In May 2008, CQ Press was purchased by SAGE Publishing. Although it retains the name "CQ Press" (a trademark of Congressional Quarterly), CQ Press is no longer an affiliate of Congressional Quarterly.

Until 2009, CQ was owned by the Times Publishing Company of St. Petersburg, Florida, publisher of the Tampa Bay Times and other publications. The Times Publishing Company is, in turn, owned by the Poynter Institute, a school for journalists founded by Nelson Poynter. The Economist Group acquired CQ in 2009 and combined it with Roll Call; the terms of the deal were not disclosed.
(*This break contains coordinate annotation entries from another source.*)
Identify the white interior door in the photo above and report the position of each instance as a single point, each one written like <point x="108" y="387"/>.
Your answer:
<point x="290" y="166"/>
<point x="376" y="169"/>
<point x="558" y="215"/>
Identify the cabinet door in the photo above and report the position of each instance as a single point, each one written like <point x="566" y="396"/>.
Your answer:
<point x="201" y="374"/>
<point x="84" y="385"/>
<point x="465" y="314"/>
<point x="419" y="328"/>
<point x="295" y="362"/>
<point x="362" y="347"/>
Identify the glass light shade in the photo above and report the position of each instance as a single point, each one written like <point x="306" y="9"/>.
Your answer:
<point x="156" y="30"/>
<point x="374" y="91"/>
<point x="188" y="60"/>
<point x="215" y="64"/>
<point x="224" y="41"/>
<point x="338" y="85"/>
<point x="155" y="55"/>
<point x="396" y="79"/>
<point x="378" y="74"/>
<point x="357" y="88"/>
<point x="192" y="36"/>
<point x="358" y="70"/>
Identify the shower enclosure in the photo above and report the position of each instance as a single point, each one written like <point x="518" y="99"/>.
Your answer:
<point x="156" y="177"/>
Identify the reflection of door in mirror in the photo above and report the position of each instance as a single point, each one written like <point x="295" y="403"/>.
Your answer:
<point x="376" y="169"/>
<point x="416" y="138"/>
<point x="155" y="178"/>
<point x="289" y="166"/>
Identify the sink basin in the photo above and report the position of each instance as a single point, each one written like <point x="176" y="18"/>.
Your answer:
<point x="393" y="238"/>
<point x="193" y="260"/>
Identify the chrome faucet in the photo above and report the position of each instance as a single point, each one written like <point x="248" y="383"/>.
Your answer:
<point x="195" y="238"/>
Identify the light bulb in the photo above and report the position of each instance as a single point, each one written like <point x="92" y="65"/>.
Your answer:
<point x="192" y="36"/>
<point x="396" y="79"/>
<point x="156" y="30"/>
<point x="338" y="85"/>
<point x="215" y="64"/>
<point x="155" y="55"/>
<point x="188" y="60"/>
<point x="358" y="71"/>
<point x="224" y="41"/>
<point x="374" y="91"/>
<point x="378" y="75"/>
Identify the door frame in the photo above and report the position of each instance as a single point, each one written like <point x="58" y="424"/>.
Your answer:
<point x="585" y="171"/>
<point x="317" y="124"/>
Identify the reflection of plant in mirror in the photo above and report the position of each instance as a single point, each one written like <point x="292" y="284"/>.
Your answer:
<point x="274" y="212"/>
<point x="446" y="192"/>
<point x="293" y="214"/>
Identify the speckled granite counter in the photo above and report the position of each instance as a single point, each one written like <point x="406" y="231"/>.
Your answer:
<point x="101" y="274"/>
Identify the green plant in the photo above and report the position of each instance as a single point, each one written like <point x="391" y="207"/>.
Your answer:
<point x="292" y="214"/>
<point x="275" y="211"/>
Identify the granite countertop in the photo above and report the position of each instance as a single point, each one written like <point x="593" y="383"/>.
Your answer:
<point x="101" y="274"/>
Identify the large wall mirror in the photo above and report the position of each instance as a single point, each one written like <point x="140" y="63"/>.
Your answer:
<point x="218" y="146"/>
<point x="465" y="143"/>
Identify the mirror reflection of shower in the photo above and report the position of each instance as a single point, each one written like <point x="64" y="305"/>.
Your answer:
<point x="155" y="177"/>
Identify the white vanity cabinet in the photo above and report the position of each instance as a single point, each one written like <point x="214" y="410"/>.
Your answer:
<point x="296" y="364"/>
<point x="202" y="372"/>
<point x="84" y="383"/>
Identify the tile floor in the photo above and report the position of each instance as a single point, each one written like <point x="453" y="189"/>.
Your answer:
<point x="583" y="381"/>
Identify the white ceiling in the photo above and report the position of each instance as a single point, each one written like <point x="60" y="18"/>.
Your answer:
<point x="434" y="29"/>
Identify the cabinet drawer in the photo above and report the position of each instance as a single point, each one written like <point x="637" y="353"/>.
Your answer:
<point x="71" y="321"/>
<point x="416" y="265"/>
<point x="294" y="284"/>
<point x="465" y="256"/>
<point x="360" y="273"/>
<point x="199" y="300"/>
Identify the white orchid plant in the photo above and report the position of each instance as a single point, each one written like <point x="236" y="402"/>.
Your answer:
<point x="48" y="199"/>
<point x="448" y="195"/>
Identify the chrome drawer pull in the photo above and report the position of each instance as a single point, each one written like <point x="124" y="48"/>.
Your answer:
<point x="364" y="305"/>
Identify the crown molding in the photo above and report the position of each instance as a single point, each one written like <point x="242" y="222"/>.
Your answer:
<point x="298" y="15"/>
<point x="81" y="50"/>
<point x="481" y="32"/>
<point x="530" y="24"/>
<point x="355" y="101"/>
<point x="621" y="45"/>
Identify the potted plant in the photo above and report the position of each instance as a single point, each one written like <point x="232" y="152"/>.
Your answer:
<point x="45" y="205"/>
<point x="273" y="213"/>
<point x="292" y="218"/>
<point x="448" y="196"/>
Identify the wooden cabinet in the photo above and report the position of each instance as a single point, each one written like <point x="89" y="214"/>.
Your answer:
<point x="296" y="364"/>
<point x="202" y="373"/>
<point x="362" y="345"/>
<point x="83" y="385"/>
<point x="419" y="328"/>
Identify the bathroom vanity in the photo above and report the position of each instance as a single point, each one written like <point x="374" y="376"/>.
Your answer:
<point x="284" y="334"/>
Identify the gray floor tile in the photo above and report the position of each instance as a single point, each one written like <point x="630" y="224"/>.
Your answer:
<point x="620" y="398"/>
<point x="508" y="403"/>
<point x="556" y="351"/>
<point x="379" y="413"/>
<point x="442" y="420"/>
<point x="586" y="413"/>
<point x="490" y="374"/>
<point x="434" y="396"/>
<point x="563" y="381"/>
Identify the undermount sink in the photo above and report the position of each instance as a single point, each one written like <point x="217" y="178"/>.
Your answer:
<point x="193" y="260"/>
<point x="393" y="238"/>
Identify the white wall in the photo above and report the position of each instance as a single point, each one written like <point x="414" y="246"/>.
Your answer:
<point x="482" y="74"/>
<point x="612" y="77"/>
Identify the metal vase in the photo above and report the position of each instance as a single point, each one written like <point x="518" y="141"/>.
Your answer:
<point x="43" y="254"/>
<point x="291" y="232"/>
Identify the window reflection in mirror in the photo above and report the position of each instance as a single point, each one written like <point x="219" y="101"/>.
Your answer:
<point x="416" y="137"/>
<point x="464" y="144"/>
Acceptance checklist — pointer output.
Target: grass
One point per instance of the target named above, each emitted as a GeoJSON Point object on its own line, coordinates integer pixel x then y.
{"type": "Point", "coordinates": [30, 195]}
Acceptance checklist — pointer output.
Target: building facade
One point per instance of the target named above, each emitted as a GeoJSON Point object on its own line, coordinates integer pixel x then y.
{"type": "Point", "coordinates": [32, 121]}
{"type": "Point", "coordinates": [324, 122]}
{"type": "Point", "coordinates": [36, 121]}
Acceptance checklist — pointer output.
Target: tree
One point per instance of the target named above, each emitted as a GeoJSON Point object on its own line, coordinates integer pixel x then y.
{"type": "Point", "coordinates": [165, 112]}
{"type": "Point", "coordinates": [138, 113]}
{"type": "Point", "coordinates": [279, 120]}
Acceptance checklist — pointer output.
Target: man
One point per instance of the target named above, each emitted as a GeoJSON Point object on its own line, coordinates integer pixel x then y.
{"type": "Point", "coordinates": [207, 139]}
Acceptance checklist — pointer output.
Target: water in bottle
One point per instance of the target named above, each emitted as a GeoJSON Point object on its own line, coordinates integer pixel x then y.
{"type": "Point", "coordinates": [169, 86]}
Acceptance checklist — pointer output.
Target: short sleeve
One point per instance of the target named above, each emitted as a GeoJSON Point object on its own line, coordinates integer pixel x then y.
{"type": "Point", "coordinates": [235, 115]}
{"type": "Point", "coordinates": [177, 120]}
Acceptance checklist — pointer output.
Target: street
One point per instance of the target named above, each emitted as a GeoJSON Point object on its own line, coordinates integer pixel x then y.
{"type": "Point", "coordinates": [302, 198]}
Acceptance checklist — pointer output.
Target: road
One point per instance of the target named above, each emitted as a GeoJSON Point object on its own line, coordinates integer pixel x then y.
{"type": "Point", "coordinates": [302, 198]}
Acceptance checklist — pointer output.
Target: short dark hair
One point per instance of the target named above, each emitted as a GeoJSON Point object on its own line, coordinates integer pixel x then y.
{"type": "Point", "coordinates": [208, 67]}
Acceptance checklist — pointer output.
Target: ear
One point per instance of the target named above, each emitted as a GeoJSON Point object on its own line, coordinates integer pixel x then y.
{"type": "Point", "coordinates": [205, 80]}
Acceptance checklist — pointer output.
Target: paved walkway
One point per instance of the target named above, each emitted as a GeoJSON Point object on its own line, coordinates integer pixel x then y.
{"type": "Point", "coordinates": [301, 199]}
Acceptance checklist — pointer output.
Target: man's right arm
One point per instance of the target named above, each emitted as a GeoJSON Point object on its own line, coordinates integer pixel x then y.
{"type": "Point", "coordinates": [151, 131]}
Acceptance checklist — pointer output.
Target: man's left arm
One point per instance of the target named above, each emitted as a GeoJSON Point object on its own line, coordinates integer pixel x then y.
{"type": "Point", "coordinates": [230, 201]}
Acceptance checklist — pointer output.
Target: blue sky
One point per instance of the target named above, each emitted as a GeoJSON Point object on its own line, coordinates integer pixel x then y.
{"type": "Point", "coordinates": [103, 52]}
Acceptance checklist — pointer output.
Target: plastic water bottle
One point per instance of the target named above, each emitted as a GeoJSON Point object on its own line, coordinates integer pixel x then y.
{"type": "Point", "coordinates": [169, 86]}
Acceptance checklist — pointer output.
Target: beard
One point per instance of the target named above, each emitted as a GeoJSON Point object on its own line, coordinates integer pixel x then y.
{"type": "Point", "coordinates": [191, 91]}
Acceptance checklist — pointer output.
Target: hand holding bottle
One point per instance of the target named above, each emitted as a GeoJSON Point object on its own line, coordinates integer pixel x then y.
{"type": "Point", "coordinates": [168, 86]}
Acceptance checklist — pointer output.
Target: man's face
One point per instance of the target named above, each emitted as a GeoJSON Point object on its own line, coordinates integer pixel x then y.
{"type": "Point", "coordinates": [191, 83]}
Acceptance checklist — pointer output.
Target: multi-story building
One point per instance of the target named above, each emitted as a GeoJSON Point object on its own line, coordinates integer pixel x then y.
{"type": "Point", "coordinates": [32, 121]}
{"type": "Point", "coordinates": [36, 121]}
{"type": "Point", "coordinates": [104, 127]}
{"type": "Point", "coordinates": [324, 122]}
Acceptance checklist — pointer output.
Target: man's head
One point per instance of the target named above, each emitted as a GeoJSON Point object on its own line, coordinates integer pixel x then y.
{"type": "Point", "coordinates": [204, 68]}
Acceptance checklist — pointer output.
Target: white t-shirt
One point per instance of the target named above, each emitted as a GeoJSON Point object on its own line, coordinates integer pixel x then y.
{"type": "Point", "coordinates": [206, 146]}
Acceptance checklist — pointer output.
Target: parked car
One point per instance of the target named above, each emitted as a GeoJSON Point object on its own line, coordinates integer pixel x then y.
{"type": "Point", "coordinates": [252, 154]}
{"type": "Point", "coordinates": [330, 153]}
In July 2018, a deal was announced for CQ Roll Call to be acquired by FiscalNote.

==Awards==
Ten CQ reporters have won the "Everett McKinley Dirksen Award for Distinguished Reporting of Congress" from the National Press Foundation: Alan Ehrenhalt in 1983, Joan Biskupic in 1991, Janet Hook in 1992, George Hager in 1996, Jackie Koszczuk in 1997, Sue Kirchhoff in 2000, John Cochran in 2003, Jonathan Allen in 2008, Matt Fuller in 2015 and John M. Donnelly in 2018.